Given the author’s position, that “language … [is] the primary means through which we maintain or contest old meanings and construct new ones” (66), a deeper analysis of her own linguistic and translation choices would have been useful here. It is not clear whether the interviews and focus groups were conducted in Dho’Luo and then translated by the author (although I infer this is the case), but she does explain that one of her methodological insights:

concerns the practicalities of working across two different languages (Dho’Luo and English) and the complexities of using discourse analysis in a context where I sought not to represent the narratives through a process of translation but rather to represent them whilst being alert to their “un-translatability.” (4–5)

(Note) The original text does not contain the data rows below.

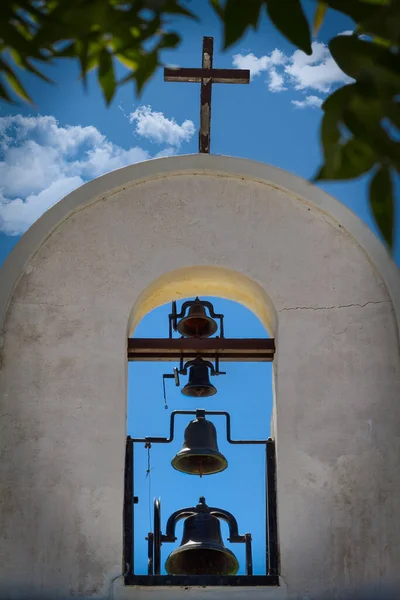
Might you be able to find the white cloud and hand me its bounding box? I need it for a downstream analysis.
[268,69,287,92]
[0,109,193,235]
[0,177,84,235]
[284,42,352,92]
[292,96,323,108]
[232,37,353,102]
[232,48,287,79]
[129,106,195,146]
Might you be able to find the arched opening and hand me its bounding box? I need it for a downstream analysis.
[127,274,276,575]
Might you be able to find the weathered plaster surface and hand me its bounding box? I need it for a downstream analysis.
[0,156,400,600]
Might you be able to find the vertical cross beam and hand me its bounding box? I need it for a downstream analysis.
[199,37,214,154]
[164,37,250,154]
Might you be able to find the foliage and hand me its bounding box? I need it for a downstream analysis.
[0,0,195,104]
[0,0,400,248]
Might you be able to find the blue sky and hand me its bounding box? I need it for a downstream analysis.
[0,2,400,573]
[128,298,272,575]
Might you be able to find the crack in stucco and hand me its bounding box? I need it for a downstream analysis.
[14,302,72,308]
[278,300,390,312]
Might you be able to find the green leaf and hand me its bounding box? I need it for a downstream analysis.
[266,0,312,54]
[98,49,116,105]
[223,0,264,48]
[0,81,12,104]
[369,165,394,249]
[0,59,33,104]
[313,2,328,35]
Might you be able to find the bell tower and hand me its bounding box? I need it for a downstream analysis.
[124,297,279,587]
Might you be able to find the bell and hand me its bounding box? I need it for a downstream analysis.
[165,498,239,575]
[177,298,218,338]
[171,417,228,477]
[181,358,217,398]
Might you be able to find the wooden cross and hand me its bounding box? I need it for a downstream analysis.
[164,37,250,154]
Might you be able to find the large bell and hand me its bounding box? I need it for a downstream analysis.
[181,358,217,398]
[171,417,228,477]
[165,498,239,575]
[177,298,218,338]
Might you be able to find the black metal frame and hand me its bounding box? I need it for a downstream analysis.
[123,409,279,586]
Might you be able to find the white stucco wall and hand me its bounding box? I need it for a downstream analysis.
[0,155,400,600]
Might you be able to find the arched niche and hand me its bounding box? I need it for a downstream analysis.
[0,155,400,600]
[128,265,277,337]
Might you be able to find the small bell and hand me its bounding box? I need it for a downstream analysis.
[165,498,239,575]
[177,298,218,338]
[171,416,228,477]
[181,358,217,398]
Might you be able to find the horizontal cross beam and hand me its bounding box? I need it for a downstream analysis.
[128,338,275,362]
[164,67,250,83]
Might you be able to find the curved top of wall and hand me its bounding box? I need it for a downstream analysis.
[0,154,400,329]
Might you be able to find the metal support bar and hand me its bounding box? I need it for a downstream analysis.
[127,338,275,362]
[244,533,253,576]
[146,531,154,575]
[123,436,135,577]
[131,408,272,444]
[266,440,279,575]
[154,500,161,575]
[125,575,279,596]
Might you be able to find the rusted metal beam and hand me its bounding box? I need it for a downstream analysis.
[128,338,275,362]
[164,37,250,154]
[164,67,250,83]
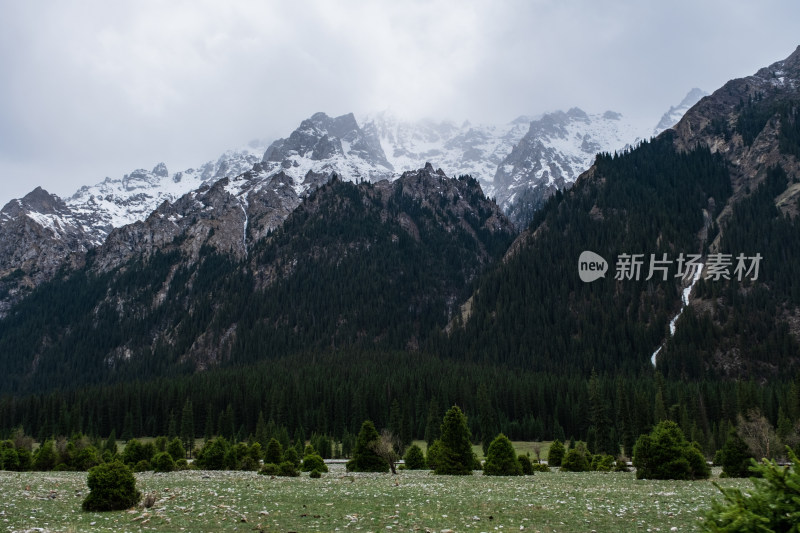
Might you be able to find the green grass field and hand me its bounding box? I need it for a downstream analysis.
[0,465,750,533]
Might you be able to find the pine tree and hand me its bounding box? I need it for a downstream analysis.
[433,405,476,475]
[720,427,753,477]
[347,420,389,472]
[483,433,522,476]
[547,440,565,466]
[181,398,194,453]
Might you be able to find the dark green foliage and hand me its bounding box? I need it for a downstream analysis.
[483,433,530,476]
[238,455,260,472]
[445,134,731,374]
[347,420,389,472]
[258,463,278,476]
[531,462,550,472]
[82,461,142,512]
[166,439,186,461]
[520,455,533,476]
[33,440,58,472]
[300,454,328,472]
[278,446,300,468]
[547,440,565,466]
[702,447,800,533]
[590,454,614,472]
[633,420,711,479]
[425,439,442,470]
[719,427,753,477]
[659,167,800,379]
[194,437,231,470]
[561,442,592,472]
[152,452,175,472]
[122,439,156,466]
[433,405,477,476]
[403,444,425,470]
[264,438,283,464]
[276,461,300,477]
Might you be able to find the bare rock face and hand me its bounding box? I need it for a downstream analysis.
[0,187,92,317]
[674,47,800,206]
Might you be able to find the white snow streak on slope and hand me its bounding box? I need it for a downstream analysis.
[650,263,703,368]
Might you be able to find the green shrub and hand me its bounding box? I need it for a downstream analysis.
[277,461,300,477]
[517,455,533,476]
[483,433,522,476]
[702,446,800,533]
[301,454,328,472]
[83,461,142,511]
[33,440,58,472]
[591,453,614,472]
[401,444,425,470]
[286,446,300,468]
[195,437,231,470]
[425,439,442,470]
[547,440,566,466]
[718,428,753,477]
[152,452,175,472]
[531,463,550,472]
[239,455,258,472]
[433,405,477,476]
[75,446,103,472]
[561,442,591,472]
[633,420,711,479]
[264,439,283,464]
[166,437,186,461]
[347,420,389,472]
[258,463,278,476]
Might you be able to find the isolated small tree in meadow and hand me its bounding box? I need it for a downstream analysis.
[279,446,300,468]
[33,440,58,472]
[433,405,476,476]
[425,439,442,470]
[719,428,753,477]
[264,438,283,465]
[167,439,186,461]
[483,433,530,476]
[83,461,142,511]
[547,440,565,466]
[152,452,175,472]
[347,420,389,472]
[371,429,403,474]
[403,444,425,470]
[300,453,328,472]
[633,420,711,479]
[702,446,800,533]
[561,442,592,472]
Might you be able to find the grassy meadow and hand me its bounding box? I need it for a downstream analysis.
[0,465,750,533]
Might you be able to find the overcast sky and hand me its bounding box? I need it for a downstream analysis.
[0,0,800,205]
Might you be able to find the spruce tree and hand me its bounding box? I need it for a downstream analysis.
[347,420,389,472]
[483,433,522,476]
[264,438,283,465]
[433,405,476,475]
[181,399,194,452]
[547,440,565,466]
[720,427,753,477]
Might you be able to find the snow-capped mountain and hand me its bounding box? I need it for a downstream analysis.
[362,111,531,197]
[653,87,708,135]
[65,142,264,241]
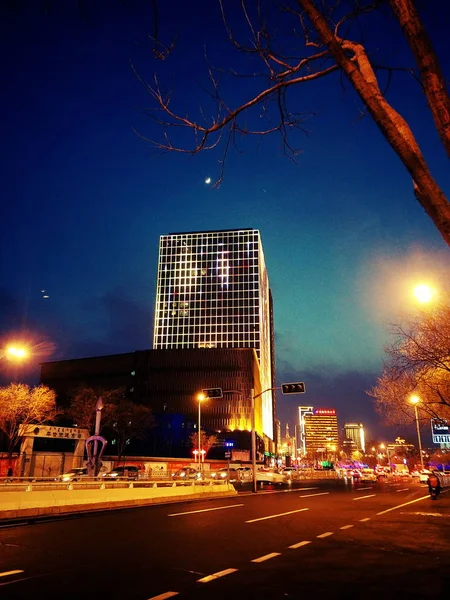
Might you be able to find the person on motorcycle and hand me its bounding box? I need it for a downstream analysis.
[427,472,441,500]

Although Okech emphasizes the untranslatability of participant’s stories, she generally offers only English quotations, with the occasional Dho’Luo word in translation (43). Where she does offer a more substantial Dho’Luo quotation and then translates it in full (42), the argument is stronger for the bilingualism. Offering this multilingual visibility more extensively in the work would also strengthen her location within postcolonial African feminism, and would have also offered participants the all too rare opportunity to speak and be heard in their own words.

More attention could also have been paid to the temporal and historical context of the field work, especially for readers unfamiliar with recent Kenyan political history. The political violence following the 2007 elections was ethnically organized and motivated, and Luo communities in Nairobi and in Western Kenya were among those targeted. Greater engagement with Kenyan colonial history would also help to contextualize widow inheritance—this is not the first time the instinct to revert to cultural practices centring women’s bodies has affected women’s access to rights and cultural identity in times of political instability.

Although the author draws from literature of African independence movements, a more explicit grounding of the study within both African feminist scholarship and a decolonial politics of language would broaden the utility of her work, contributing not only to African feminisms but also to decolonial scholarship that seeks to recenter vernacular expression and the voices and experiences of grassroots communities. Nevertheless, this work offers important insights into Luo community practices and the roles gender performances play in cultural reproduction.